Ingredients:
- 1.5 lb (680g) chicken tenders
- 1 cup (240ml) buttermilk
- 1 teaspoon hot sauce (optional, like Tabasco, for marinade)
- 1 cup (120g) all-purpose flour
- 1 teaspoon (5ml) garlic powder
- 1 teaspoon (5ml) smoked paprika
- 1 teaspoon (5ml) onion powder
- 1 teaspoon (5g) salt
- ½ teaspoon (2.5ml) black pepper
- ½ - 1 teaspoon (2.5-5ml) cayenne pepper (adjust to spice preference)
- 4 tablespoons (57g) unsalted butter
- 2 tablespoons (30ml) cayenne pepper (adjust to heat preference, start with less!)
- 1 teaspoon (5ml) smoked paprika
- 1 teaspoon (5ml) garlic powder
- 1 teaspoon (4g) packed brown sugar
- ½ teaspoon (2.5g) salt
- 1 teaspoon (5ml) hot sauce (like Frank's RedHot)
Instructions:
- Combine buttermilk and hot sauce (if using) in a bowl. Add chicken tenders, toss to coat, and refrigerate for at least 15 minutes (up to 1 hour).
- In a shallow bowl, whisk together flour, garlic powder, smoked paprika, onion powder, salt, black pepper, and cayenne pepper.
- Remove chicken from buttermilk, letting excess drip off.
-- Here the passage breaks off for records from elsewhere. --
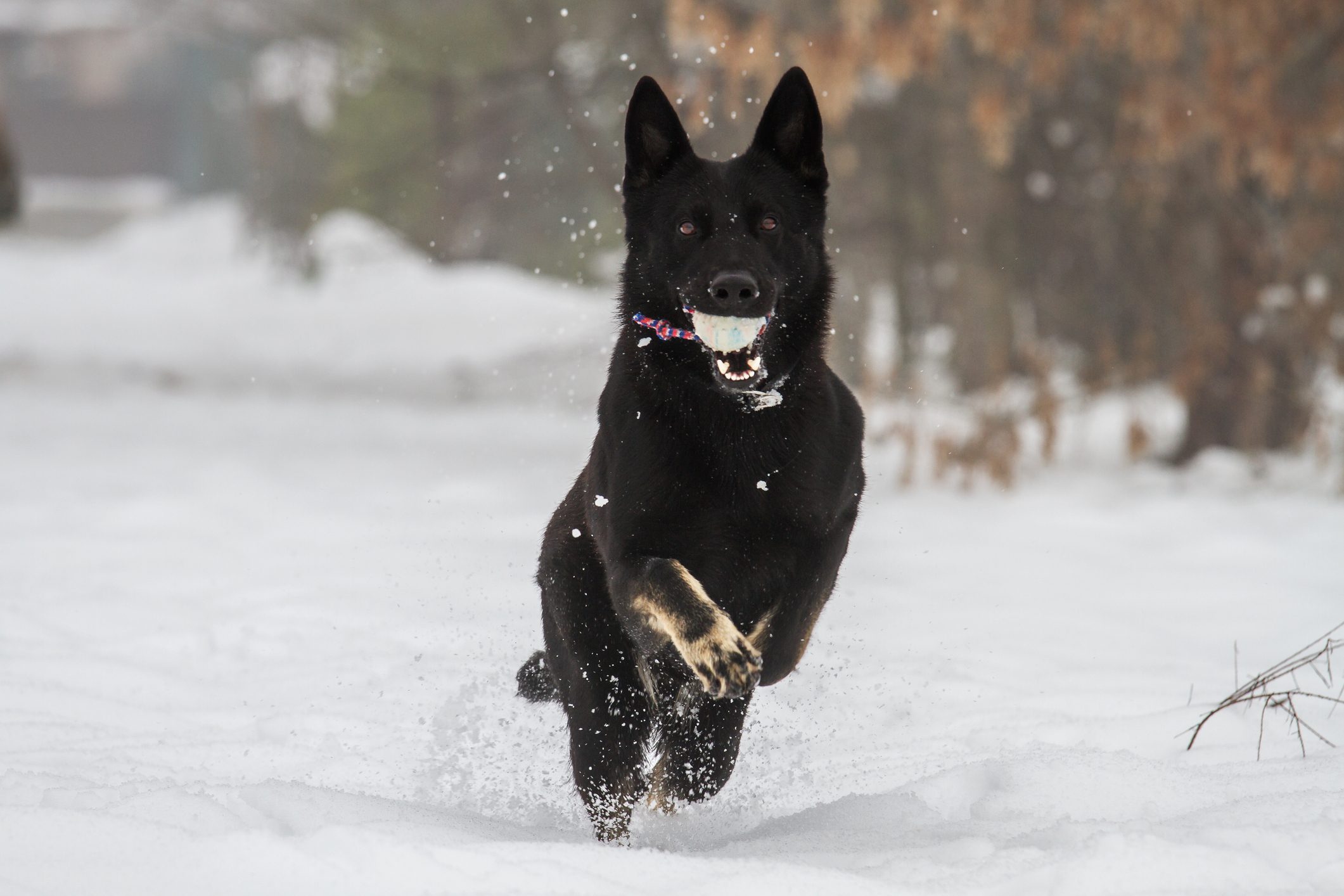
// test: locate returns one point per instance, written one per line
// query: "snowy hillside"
(259, 622)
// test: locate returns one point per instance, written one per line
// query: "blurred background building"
(1032, 200)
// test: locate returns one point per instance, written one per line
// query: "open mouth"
(734, 343)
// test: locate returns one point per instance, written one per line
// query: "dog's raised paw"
(725, 662)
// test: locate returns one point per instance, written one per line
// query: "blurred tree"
(8, 179)
(483, 129)
(1158, 184)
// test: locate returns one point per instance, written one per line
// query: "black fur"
(682, 453)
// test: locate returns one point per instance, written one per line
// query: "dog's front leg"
(659, 602)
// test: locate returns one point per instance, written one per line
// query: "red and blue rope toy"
(665, 331)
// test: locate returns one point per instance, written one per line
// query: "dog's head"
(731, 252)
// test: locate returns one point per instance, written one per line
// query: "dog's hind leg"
(699, 741)
(591, 660)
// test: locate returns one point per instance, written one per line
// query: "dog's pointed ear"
(655, 139)
(791, 129)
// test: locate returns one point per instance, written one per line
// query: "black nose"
(734, 285)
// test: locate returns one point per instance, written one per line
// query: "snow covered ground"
(265, 578)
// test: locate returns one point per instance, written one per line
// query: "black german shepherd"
(693, 555)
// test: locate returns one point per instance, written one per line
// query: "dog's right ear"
(655, 139)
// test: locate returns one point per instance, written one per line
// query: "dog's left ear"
(791, 129)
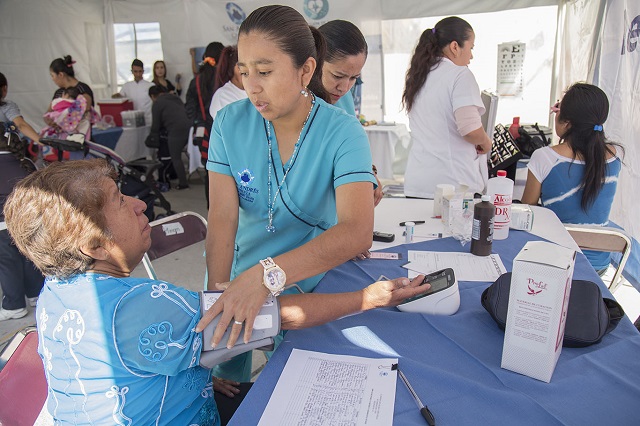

Dredge each tender in the flour mixture, pressing firmly to coat thoroughly.
- Preheat air fryer to 400°F (200°C) for 5 minutes.
- Spray air fryer basket with cooking spray. Arrange tenders in a single layer (cook in batches if needed, don't overcrowd!). Spray the tops with cooking spray. Air fry for 6-7 minutes, flip, spray again, and cook for another 6-7 minutes until golden brown and the internal temperature reaches 165°F (74°C).
- While the chicken is cooking, melt butter in a small saucepan over medium heat. Stir in cayenne pepper, smoked paprika, garlic powder, brown sugar, salt, and hot sauce. Cook for 1-2 minutes, stirring constantly, until well combined and slightly thickened.
- Transfer cooked tenders to a bowl and toss with the Nashville hot sauce until evenly coated.
- Serve the air fryer Nashville hot chicken tenders immediately with pickles and your favorite dipping sauce (ranch or blue cheese recommended).